Proteine sind unverzichtbare Bestandteile lebender Organismen. Sie sind nicht nur eine „Bausubstanz“ für den Körper, sondern ermöglichen beispielsweise die molekulare Kommunikation der Zellen, sind für das Entstehen von Nervenimpulsen nötig und kontrollieren chemische Reaktionen. Entscheidend für die Funktion der Proteine ist ihre dreidimensionale Struktur. Ist diese bekannt, können Rückschlüsse auf die Funktionsweise von Proteinen gezogen werden. Ein Team um Prof. Dr. Daniel Kümmel von der Westfälischen Wilhelms-Universität (WWU) Münster und Prof. Dr.

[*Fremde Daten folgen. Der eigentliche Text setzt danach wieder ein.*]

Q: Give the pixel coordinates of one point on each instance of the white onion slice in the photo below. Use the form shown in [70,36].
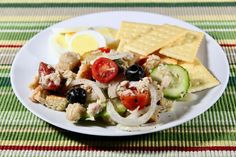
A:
[144,127]
[101,85]
[135,121]
[190,97]
[111,91]
[115,56]
[96,89]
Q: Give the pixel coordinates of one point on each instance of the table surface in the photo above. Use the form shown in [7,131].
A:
[213,133]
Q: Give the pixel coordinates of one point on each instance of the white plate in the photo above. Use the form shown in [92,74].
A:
[26,62]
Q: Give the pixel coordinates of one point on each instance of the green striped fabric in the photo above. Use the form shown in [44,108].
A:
[213,133]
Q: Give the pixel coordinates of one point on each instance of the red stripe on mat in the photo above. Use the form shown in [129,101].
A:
[10,46]
[18,46]
[228,45]
[77,148]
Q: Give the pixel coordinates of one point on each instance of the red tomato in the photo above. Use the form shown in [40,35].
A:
[131,102]
[45,69]
[104,70]
[142,61]
[105,49]
[51,86]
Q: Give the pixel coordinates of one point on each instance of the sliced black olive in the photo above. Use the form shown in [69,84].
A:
[134,73]
[76,95]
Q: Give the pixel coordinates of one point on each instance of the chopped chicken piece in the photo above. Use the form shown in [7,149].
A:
[84,71]
[46,80]
[56,102]
[75,111]
[125,87]
[39,95]
[69,76]
[35,83]
[94,108]
[68,61]
[152,62]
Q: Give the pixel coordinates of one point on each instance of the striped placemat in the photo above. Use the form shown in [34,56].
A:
[213,133]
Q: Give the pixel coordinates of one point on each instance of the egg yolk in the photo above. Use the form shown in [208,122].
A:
[84,43]
[60,40]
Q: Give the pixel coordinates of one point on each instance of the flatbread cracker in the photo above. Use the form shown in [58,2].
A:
[168,60]
[200,77]
[155,39]
[184,48]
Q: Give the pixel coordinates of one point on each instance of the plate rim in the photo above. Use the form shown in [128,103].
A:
[177,123]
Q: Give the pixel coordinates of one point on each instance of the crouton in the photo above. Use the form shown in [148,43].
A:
[56,102]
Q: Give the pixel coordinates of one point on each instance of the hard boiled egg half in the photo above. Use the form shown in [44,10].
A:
[81,39]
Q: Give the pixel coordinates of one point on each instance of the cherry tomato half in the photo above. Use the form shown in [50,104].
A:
[131,102]
[105,49]
[45,69]
[104,70]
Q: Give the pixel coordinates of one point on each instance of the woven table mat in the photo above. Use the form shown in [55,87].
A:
[213,133]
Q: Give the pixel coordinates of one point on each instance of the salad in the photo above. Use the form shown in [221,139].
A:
[117,88]
[97,79]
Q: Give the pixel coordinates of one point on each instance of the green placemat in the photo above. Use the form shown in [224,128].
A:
[213,133]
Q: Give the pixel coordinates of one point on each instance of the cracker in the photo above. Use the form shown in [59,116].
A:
[200,77]
[184,48]
[168,60]
[155,39]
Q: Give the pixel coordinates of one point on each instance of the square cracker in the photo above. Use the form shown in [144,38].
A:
[200,77]
[184,48]
[131,30]
[155,39]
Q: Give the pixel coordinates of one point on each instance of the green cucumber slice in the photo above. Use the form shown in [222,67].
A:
[180,81]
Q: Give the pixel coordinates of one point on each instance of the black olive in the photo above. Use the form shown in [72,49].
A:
[134,73]
[76,95]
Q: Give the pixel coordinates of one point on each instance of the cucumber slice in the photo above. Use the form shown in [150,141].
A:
[180,81]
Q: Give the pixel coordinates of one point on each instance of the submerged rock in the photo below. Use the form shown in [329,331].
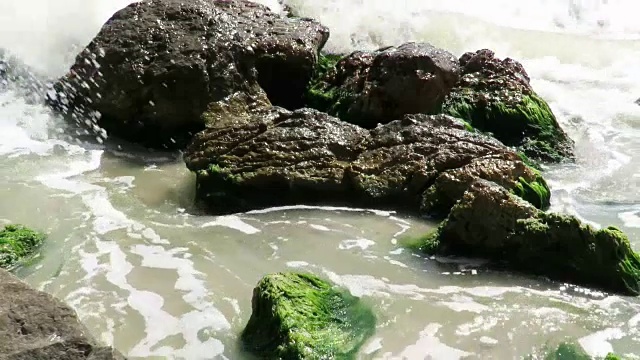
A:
[568,351]
[489,222]
[300,316]
[36,326]
[367,88]
[495,96]
[422,163]
[16,244]
[157,66]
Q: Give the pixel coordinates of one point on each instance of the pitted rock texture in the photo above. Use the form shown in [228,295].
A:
[367,88]
[421,163]
[157,65]
[495,96]
[36,326]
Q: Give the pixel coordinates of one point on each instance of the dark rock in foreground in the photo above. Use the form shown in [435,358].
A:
[17,243]
[489,222]
[495,96]
[157,66]
[367,88]
[299,316]
[36,326]
[421,163]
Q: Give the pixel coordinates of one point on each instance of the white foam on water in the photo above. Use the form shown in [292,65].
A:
[429,346]
[591,85]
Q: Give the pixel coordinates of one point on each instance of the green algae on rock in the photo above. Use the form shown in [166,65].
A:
[420,163]
[320,94]
[490,222]
[495,96]
[568,351]
[17,242]
[367,88]
[300,316]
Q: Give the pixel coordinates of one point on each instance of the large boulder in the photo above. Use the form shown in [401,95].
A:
[36,326]
[157,66]
[17,243]
[421,163]
[300,316]
[490,222]
[495,96]
[367,88]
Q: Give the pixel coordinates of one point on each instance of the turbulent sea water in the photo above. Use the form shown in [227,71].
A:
[148,276]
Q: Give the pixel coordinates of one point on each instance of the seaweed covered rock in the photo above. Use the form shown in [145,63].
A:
[367,88]
[421,163]
[300,316]
[17,243]
[568,351]
[157,66]
[35,326]
[490,222]
[495,96]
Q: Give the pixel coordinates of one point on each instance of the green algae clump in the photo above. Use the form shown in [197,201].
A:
[300,316]
[321,94]
[535,192]
[492,223]
[17,242]
[569,351]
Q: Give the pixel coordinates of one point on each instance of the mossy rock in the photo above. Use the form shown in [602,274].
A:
[495,96]
[569,351]
[490,222]
[17,243]
[300,316]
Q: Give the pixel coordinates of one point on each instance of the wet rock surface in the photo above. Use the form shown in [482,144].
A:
[157,65]
[300,316]
[367,88]
[489,222]
[421,163]
[495,96]
[36,326]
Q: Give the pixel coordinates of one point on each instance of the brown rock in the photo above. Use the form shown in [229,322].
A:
[36,326]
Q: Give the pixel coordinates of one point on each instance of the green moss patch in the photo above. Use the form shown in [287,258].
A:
[324,96]
[521,120]
[491,223]
[535,192]
[16,244]
[300,316]
[568,351]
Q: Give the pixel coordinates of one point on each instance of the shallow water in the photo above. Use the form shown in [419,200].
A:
[149,275]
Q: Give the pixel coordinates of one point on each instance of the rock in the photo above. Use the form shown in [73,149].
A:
[367,88]
[16,244]
[156,66]
[568,351]
[300,316]
[422,163]
[36,326]
[489,222]
[495,96]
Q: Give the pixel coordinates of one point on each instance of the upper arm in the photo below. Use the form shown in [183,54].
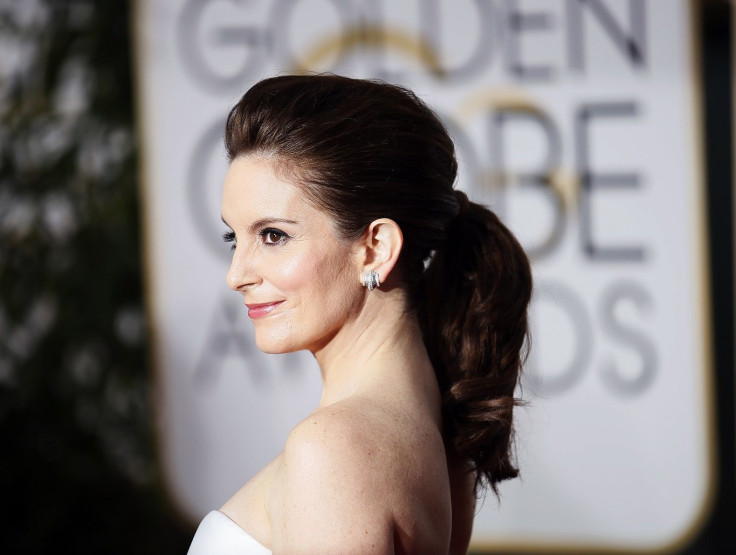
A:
[328,496]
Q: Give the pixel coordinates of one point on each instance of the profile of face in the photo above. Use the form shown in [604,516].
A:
[299,279]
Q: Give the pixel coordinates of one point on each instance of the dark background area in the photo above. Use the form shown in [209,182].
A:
[78,467]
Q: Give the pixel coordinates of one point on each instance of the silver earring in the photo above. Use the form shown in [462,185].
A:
[370,279]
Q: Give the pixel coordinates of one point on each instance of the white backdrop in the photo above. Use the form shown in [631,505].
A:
[577,122]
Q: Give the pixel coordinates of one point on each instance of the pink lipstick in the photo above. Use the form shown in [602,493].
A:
[261,309]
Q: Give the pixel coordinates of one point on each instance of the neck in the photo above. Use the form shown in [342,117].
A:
[384,339]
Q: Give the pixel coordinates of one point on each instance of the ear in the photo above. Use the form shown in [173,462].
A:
[381,247]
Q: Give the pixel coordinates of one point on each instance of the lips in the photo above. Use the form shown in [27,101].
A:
[261,309]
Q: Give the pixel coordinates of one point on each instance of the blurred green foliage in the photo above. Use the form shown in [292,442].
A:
[78,470]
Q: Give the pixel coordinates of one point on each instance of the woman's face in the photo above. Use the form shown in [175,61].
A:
[300,281]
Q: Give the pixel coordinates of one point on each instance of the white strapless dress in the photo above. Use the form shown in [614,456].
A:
[218,535]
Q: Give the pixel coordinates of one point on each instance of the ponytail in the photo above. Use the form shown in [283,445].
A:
[366,149]
[474,313]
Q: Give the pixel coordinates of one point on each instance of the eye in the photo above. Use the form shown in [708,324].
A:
[229,237]
[272,236]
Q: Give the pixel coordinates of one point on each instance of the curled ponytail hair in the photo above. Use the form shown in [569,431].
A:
[364,150]
[477,290]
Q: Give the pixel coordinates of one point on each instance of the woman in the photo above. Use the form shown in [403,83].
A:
[350,241]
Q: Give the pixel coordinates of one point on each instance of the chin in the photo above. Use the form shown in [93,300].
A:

Stefan Raunser vom Max-Planck-Institut (MPI) für molekulare Physiologie in Dortmund hat nun die Struktur eines Proteinkomplexes aufgeklärt, der ein wichtiger Regulator von zellulären Abbauprozessen ist.
Dieser Proteinkomplex mit der Bezeichnung „Mon1/Ccz1“ bestimmt, welche intrazellulären Vesikel ihren Inhalt an den zellulären „Recyclinghof“, das Lysosom, liefern. Dazu dockt er an die Vesikelmembran an und ergänzt dort eine Markierung. Intrazelluläre Vesikel sind Membranbläschen, die Material durch die Zelle transportieren. Im Lysosom wird ihr Inhalt abgebaut und wiederverwertet. Durch die Aufklärung der Struktur in nahezu atomarer Auflösung konnten die Forscher nun unter anderem klären, wie der Proteinkomplex die passenden Vesikel erkennt. So zeigten sie zum Beispiel, dass der Komplex einen positiv geladenen, relativ flachen Bereich hat, der seine Orientierung nach dem Andocken an die Vesikelmembran bestimmt.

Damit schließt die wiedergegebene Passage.